Laurent Bury : Dickens a mis beaucoup de sa propre vie dans David Copperfield, notamment un épisode en particulier resté secret pendant toute sa vie – il n’en avait fait la confidence qu’à un ami intime qui deviendra son biographe : le père de Dickens, qui, n’étant pas très sérieux dans la gestion de son budget, a été envoyé en prison pour dettes. Avant même d’en arriver là, le jeune Dickens a été retiré de l’école à 12 ans – il effectuait jusque-là un parcours scolaire classique – et envoyé dans un entrepôt pour coller des étiquettes sur des boîtes de cirage. Ce fut pour lui un épisode littéralement inoubliable qui dura à peu près un an, une confrontation avec un univers nouveau puisqu’il était entouré de gens, de son âge ou plus vieux, qui n’avaient pas bénéficié d’une éducation comme la sienne. Cet épisode fut perçu par Dickens comme un moment de déclassement social. Il en a gardé le secret toute sa vie et ne s’est autorisé à y faire allusion que dans David Copperfield puisqu’il arrive au héros la même chose ou presque. David Copperfield est orphelin de père, sa mère se remarie et le beau-père, qui est un individu épouvantable, décide de se débarrasser de cet enfant encombrant en l’envoyant travailler dans l’entrepôt de cirage en question. On peut aussi remarquer que les initiales de David Copperfield sont les mêmes que celles de Dickens mais inversées. Par ailleurs, le parcours de David Copperfield, après cet épisode traumatisant de l’enfance, reprend des éléments de la vie de Dickens. Quand David Copperfield entre dans l’âge adulte, il découvre qu’il va devenir écrivain. David Copperfield est, dans l’œuvre de Dickens, un ouvrage central qui intervient à un moment de sa vie où il estime avoir atteint une maturité suffisante pour porter un regard rétrospectif sur sa propre existence.

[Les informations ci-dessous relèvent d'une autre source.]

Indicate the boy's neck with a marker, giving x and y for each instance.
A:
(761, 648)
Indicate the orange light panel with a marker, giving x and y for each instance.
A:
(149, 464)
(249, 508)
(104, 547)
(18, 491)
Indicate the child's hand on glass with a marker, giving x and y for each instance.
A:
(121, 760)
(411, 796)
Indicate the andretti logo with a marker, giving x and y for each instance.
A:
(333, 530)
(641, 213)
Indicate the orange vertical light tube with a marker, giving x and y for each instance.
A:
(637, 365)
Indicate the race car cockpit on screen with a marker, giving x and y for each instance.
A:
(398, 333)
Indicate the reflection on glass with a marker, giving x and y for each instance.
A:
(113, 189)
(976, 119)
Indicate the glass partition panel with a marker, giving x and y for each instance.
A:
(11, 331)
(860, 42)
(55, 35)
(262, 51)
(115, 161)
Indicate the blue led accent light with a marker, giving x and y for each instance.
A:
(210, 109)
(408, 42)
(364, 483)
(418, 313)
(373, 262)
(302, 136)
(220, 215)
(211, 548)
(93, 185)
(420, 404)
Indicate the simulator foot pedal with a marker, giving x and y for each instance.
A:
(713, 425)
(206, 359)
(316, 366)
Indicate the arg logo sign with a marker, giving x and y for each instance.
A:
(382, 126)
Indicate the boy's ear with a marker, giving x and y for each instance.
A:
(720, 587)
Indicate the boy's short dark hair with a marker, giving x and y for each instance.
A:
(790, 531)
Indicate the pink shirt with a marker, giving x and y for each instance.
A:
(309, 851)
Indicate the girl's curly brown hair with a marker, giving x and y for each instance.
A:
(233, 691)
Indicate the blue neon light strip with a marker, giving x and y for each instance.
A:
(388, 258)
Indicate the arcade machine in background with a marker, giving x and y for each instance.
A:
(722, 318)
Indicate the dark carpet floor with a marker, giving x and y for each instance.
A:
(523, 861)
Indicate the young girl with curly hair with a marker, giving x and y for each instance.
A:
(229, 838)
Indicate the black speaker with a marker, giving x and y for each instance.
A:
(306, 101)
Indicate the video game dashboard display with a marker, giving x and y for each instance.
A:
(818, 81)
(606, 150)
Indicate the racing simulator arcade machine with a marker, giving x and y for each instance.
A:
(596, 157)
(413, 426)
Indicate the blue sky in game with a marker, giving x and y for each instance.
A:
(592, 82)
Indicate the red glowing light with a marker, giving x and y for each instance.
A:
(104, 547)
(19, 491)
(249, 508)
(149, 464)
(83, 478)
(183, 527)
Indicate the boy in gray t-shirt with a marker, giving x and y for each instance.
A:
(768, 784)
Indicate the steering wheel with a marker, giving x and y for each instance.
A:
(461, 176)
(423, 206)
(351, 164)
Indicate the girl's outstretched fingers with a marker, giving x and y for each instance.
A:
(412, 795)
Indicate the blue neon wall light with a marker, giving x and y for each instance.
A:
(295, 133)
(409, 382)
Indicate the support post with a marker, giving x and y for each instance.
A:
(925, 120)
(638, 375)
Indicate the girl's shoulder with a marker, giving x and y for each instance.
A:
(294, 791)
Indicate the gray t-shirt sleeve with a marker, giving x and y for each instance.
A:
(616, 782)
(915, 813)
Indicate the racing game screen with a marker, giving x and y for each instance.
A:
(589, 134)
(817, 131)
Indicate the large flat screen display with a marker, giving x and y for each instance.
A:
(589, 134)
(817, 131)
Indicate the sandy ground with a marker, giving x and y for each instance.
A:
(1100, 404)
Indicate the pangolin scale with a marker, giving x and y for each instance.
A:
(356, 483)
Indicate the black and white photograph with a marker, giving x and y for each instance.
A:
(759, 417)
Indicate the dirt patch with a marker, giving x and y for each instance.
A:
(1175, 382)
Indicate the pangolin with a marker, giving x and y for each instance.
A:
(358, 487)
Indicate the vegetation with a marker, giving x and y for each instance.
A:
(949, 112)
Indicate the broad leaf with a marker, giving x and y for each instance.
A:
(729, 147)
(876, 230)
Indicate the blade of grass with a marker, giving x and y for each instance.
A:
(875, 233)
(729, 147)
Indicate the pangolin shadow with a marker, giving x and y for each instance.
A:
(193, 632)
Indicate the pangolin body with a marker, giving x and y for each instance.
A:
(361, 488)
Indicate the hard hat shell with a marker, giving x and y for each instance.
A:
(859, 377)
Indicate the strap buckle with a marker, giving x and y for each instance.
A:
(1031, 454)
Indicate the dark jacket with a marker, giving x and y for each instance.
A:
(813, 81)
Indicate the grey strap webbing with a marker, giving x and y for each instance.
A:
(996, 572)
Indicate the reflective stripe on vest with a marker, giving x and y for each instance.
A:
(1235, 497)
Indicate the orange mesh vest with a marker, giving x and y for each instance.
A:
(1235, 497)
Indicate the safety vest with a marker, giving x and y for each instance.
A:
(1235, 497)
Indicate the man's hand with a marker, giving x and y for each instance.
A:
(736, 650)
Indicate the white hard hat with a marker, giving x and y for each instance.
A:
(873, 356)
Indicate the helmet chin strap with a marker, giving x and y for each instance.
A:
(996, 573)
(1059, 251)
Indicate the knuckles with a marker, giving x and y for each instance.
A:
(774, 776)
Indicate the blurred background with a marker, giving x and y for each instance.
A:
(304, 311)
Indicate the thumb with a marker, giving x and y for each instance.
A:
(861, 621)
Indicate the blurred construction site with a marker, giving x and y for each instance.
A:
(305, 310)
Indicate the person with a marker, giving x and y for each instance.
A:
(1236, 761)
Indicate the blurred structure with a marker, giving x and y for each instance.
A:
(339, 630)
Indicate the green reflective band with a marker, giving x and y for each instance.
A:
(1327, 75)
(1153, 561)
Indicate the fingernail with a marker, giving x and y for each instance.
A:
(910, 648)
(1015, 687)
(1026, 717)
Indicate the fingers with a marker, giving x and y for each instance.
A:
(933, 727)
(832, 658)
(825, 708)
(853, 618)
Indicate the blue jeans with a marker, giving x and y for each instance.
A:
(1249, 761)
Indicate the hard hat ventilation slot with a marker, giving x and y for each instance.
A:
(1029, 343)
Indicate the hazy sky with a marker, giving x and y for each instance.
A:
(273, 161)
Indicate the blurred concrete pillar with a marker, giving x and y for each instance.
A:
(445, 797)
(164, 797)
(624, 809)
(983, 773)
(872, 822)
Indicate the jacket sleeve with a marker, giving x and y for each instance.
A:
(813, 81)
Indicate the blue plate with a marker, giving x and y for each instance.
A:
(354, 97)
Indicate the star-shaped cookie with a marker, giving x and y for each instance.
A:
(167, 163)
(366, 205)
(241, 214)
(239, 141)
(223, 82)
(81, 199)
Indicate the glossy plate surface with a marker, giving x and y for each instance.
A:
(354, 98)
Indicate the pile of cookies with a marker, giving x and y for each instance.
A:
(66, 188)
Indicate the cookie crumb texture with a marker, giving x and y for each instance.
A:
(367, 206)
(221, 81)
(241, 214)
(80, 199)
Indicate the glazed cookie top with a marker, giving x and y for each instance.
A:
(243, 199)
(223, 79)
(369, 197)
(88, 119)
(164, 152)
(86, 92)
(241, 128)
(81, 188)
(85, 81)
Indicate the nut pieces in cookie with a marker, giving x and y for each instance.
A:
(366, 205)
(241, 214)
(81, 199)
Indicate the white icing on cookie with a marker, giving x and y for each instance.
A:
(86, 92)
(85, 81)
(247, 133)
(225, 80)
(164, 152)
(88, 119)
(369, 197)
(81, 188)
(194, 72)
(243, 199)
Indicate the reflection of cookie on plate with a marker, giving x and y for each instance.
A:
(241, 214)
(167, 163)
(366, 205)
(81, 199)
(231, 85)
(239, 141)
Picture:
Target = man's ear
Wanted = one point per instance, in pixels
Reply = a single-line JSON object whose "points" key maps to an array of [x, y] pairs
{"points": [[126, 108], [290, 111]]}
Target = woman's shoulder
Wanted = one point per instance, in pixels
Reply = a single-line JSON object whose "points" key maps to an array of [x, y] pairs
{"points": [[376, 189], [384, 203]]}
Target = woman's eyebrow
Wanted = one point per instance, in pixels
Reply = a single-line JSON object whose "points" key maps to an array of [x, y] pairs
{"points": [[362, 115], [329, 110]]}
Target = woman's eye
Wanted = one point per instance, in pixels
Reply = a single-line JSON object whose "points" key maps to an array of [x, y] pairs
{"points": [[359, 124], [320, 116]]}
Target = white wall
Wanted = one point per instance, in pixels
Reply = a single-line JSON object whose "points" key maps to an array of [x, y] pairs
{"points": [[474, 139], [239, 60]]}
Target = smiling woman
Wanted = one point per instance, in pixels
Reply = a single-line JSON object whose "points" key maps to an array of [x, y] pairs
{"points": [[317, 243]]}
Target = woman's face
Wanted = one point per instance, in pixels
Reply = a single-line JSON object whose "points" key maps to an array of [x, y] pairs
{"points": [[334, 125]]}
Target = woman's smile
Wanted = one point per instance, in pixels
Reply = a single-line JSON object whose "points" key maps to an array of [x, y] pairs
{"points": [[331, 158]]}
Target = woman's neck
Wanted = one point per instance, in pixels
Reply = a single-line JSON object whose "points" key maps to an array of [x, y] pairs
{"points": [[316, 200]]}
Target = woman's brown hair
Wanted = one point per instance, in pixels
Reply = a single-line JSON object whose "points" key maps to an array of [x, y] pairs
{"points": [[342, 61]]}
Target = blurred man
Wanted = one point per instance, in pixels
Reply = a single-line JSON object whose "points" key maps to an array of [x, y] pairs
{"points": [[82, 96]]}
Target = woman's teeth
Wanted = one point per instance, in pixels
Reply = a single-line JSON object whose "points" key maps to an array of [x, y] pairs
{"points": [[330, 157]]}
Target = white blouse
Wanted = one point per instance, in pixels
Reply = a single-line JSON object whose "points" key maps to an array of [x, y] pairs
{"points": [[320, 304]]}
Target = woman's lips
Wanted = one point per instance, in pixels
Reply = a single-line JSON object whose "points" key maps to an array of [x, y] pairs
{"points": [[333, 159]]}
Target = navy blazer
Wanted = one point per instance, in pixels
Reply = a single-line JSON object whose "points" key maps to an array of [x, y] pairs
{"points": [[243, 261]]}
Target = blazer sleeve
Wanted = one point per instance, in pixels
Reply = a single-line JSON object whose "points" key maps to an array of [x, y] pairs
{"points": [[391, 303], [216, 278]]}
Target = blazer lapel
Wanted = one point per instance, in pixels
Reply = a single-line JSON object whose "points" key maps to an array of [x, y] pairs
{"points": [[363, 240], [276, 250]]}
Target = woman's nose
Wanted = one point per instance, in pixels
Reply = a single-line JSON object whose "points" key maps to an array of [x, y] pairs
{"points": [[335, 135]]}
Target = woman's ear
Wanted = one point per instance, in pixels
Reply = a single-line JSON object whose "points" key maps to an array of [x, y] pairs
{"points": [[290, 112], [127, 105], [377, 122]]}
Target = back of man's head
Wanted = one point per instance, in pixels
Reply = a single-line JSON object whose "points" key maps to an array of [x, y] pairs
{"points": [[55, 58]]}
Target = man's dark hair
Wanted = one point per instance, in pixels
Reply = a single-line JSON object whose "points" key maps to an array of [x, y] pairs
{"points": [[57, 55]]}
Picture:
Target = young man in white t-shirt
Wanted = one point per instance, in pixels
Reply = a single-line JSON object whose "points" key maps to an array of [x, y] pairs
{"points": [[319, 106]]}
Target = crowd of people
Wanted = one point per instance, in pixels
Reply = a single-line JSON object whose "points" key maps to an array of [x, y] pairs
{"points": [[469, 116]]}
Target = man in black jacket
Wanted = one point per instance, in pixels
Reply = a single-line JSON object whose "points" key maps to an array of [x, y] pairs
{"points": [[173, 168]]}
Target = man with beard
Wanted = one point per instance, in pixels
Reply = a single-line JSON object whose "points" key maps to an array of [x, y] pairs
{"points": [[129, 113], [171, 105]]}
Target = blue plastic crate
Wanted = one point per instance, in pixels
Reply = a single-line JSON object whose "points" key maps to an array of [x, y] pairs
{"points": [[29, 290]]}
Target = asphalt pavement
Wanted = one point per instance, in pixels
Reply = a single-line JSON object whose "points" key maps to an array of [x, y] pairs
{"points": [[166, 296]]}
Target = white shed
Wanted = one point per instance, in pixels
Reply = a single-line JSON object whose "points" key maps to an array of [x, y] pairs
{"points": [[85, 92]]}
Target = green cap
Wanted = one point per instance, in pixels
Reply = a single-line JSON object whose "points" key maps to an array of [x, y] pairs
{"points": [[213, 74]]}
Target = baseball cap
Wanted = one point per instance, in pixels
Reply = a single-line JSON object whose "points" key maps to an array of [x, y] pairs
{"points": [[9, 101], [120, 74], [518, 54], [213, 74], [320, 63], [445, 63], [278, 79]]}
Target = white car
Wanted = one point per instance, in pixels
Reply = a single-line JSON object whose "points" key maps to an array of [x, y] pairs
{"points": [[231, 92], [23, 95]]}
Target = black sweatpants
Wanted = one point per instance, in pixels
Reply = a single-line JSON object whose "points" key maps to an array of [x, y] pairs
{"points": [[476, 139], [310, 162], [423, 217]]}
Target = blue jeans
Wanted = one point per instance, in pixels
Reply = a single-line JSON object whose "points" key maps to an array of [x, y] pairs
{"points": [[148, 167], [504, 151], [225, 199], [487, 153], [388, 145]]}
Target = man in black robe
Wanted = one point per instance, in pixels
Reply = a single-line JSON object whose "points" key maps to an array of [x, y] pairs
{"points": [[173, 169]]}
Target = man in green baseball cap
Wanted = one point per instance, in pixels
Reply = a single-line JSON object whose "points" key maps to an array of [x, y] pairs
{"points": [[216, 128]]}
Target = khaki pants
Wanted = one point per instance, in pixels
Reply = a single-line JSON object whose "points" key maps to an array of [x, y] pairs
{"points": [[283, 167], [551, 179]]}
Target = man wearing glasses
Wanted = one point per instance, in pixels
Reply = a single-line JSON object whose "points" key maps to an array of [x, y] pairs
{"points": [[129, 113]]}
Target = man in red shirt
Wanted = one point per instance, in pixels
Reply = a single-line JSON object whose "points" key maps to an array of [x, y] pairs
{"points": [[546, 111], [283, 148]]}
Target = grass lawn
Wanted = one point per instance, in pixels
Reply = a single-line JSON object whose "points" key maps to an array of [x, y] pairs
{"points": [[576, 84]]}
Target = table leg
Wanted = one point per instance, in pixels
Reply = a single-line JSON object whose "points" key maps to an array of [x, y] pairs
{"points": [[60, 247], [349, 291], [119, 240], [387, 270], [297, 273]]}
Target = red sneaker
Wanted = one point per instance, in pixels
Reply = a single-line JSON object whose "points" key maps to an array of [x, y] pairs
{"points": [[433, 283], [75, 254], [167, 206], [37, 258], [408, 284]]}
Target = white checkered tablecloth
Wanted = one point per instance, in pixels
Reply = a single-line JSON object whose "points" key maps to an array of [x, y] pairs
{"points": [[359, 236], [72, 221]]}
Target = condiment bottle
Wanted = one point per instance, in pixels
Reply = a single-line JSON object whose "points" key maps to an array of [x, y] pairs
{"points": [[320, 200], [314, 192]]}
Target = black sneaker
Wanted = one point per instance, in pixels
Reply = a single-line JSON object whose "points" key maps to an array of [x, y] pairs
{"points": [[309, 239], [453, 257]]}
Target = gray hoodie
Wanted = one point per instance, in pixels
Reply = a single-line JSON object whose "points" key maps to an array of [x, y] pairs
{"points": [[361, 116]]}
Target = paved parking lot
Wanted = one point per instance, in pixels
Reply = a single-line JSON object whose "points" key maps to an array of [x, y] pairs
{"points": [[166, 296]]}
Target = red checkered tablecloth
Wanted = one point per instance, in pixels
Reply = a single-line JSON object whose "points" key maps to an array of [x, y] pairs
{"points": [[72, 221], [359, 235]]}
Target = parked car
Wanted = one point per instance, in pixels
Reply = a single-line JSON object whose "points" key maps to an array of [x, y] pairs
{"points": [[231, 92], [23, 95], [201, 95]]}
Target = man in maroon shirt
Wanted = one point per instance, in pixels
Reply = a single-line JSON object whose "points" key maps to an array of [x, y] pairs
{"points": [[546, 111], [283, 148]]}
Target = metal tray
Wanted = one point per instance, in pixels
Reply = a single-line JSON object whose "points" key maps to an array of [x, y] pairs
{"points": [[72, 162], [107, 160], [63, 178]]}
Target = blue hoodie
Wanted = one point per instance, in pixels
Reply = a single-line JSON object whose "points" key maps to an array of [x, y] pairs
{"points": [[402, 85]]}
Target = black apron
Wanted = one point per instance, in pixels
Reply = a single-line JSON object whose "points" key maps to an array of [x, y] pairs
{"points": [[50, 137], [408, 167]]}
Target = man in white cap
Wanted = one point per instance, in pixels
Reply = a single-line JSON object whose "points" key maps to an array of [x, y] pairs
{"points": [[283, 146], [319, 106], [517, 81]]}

En choisissant la figure de l’enfant pour beaucoup des héros de ses romans, Dickens invente-t-il un nouveau genre ? Si oui, s’appuie-t-il sur une tradition littéraire ou rompt-il avec un genre en particulier ?
Si on regarde les grands succès de la littérature anglaise dans les décennies qui précèdent, on ne trouve pas beaucoup d’histoires d’enfant. Il existe des héros qui entrent dans l’âge adulte mais on estimait alors que pour qu’un personnage occupe la place centrale d’un roman, il devait être doué d’une conscience de soi et du monde suffisamment formée. Par conséquent, les enfants étaient souvent des personnages secondaires. Si on remonte plus loin dans le temps et si l’on quitte l’Angleterre, il y a bien la tradition du roman picaresque qui met en scène de très jeunes personnages. Ce qui fait l’originalité de David Copperfield, d’une part, c’est qu’il est écrit à la première personne et, d’autre part, c’est que le narrateur essaie de retrouver les perceptions de l’enfance. Pas le langage – nous ne sommes pas encore chez Joyce –, mais un point de vue qui soit aussi proche que possible de celui de l’enfant. Est-ce que cela suffit pour faire de Dickens un novateur absolu ? En tout cas, Dickens est sans doute l’un des premiers écrivains à avoir connu un grand succès en prenant comme personnage principal de ses ouvrages un enfant. Beaucoup d’écrivains vont emboîter le pas à Dickens : Charlotte Brontë avec Jane Eyre, par exemple. On peut aussi se demander, en sortant du domaine strictement littéraire, si cela ne remonte pas à l’Émile de Rousseau. L’enfant, à partir de la deuxième moitié du XVIIIe siècle, devient un être à part entière auquel on s’intéresse, non pas seulement en tant que petit adulte, mais en tant que jeune conscience avec ses spécificités propres. Les romans de Dickens sont peut-être le fruit d’une prise de conscience par la société de ce qu’est l’enfant en tant que tel, sans le réduire à une période transitoire qui exige de la discipline.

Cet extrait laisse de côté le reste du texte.